One day we determined to mark our disapproval of this vexatious and harassing policy. We were accustomed sometimes, when money was short, to be content with a lunch of cocoa and biscuits prepared by ourselves. A kettle on this occasion stood puffing on the fire, and when the whistle of the speaking-tube had gone for about the thirtieth time, a demoniacal idea of vengeance entered into the mind of Purnell. The call this time was for me, and Purnell having answered that I was coming to speak in answer, went with stealthy steps towards the fireplace and seizing the kettle poured the whole of its contents down the tube.
It is not perhaps wonderful that this resulted in something like a crisis in the internal arrangements of the office, and very nearly ended in the dismissal of the entire literary staff.
Another comrade of those days, though he rarely wrote in the Globe, was Camille Barrère, now the distinguished Ambassador of the French Republic at Rome. Barrère and I were for many years close allies. I had assisted him in his first essay in English journalism when he contributed to the Pall Mall Gazette a series of articles on the Commune, with which he had been in some sense associated.
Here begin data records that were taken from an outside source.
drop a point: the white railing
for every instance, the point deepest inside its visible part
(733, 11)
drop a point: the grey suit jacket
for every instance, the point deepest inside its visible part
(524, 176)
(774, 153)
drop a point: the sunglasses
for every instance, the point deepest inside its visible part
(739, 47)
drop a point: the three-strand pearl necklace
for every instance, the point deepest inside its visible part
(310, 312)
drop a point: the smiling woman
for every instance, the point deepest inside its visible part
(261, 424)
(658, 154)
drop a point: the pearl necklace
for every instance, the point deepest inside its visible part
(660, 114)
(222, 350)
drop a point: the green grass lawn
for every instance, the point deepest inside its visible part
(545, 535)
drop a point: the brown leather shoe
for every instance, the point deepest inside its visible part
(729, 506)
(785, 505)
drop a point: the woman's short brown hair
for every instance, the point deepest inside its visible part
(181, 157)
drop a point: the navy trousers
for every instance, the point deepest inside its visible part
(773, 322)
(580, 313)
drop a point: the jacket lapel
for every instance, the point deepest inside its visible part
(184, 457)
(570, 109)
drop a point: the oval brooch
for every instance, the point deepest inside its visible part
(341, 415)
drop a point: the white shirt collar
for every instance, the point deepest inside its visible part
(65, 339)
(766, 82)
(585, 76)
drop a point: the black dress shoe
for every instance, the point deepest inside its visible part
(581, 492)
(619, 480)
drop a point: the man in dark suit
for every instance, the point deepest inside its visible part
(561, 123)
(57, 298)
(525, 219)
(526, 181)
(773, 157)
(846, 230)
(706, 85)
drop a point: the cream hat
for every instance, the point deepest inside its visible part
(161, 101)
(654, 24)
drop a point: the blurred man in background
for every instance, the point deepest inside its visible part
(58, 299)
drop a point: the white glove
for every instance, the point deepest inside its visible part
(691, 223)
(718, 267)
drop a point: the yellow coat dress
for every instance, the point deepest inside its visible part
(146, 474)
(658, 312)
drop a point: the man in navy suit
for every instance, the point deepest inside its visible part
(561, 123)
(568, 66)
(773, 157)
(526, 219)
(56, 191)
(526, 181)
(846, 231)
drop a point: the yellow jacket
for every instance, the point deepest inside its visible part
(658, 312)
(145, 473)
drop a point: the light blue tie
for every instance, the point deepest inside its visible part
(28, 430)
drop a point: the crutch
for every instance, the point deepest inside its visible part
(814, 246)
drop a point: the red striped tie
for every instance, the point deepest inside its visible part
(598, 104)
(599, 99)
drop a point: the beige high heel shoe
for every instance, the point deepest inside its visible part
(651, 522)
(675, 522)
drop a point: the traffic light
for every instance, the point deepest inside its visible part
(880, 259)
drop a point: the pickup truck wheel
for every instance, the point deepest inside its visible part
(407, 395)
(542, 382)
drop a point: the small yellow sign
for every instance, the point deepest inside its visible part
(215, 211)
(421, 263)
He was always a brilliant and gifted creature, and his rapid advancement from the hour when he was first befriended by Gambetta could never have been any surprise to those who knew him well.
At that time, like the rest of us, he was having a hard struggle for life. We were together on the Echo, and together on the Pall Mall Gazette, and I can remember in the old days of the Arts Club how often we sat and planned vague, large schemes for the reorganisation of journalism, which should yield us more complacent editors and a rate of higher remuneration, which we fancied our merits deserved.
Barrère had passed some of his earlier years in England, and his knowledge and power over our tongue were remarkable, but now and then some small idiomatic fault would slip out unawares, and one day, when he had just received what he considered an inadequate cheque from the Echo, he cried out indignantly that he “would like to wring the throat of Arnold.”
Unlike poor Purnell, the choice of a topic never presented any difficulty to him. Almost any subject served him for a light and graceful essay, and the fertility of his invention in this regard was more than remarkable. Happily for his own sake, and for the sake of the nation which he has served with so much distinction, he need no longer rack his brains, as in the old days, for the material that would fill a column in the Echo; and though it is many years since we met, I know, through many messages that I have received from him, that he looks back with kindly remembrances to those times when we struggled side by side.
It is a strange thing about a journalist’s career, when it is successful, that at the first it seems so hard to get the work to do, and then later so hard to do the work that comes. In those early days every new opening was only won after a struggle, yet within a very few years I found myself almost overwhelmed by the tasks that were laid upon me.
From the Globe I passed to the Pall Mall Gazette, where I succeeded Professor Colvin as its Art Critic; from the Pall Mall to the Saturday Review and the Examiner; and then a little later I joined the staff of the World, which had recently been founded by Edmund Yates.
These different changes of occupation brought many new friends and many new editors, but of all those under whom I have served I think I should signalise Mr. Frederic Greenwood as by far the most inspiring to his contributors. Not that to be numbered among Mr. Greenwood’s contributors always implied a peaceful career; he was an autocratic commander, whose powerful personality loved to assert itself in every department of his paper, and he and I in those days had sharp encounters with regard to that particular arena of art criticism over which I thought I was entitled to exercise independent control.